There has seemed to be a reluctance to mention John Seymour's later writings. Could it be that the solutions he wrote about were too unpalatable to the economists and the rich? Or was it that it took time for the powers that be to find a way for the media to present a similar, but less radical, version of self-sufficiency that still allowed people to be marketed to? Urban TV armchair self-sufficiency perhaps.

John Seymour wrote about decentralisation - that is, moving back to the country and not living in cities, of people taking control of their own lives and providing for themselves. It's self-sufficiency that should be leading that charge back to the country, with a focus on independence and self-reliance not permaculture with it's ties to government and the big businesses. It's real self-sufficiency (a la John Seymour) that will provide a future for people other than just the rich. It's self-sufficiency that will see people living in the country and having the values that country people used to possess and not acting like city people. People with good hearts and ethics. This is the way of the future.

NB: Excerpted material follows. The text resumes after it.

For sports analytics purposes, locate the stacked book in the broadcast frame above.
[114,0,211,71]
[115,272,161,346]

"And if the great power shortage does come: if the sheiks suddenly take against Cadillacs, or the oil does get scarcer, and if men become unwilling to toil a thousand feet underground in abominable conditions, and if atomic power proves to be too impossibly dangerous to put up with, if 'they' - whoever 'they' are - don't find an 'answer', then we shall be forced into a more decentralized and self-sufficient society, whether we like it or not. It is better, in that event, to like it, and to be prepared for it, and to move toward it not because we have got to, but because we want to. To go of our own free will in fact." - John Seymour (1977) Bring Me My Bow, p.15.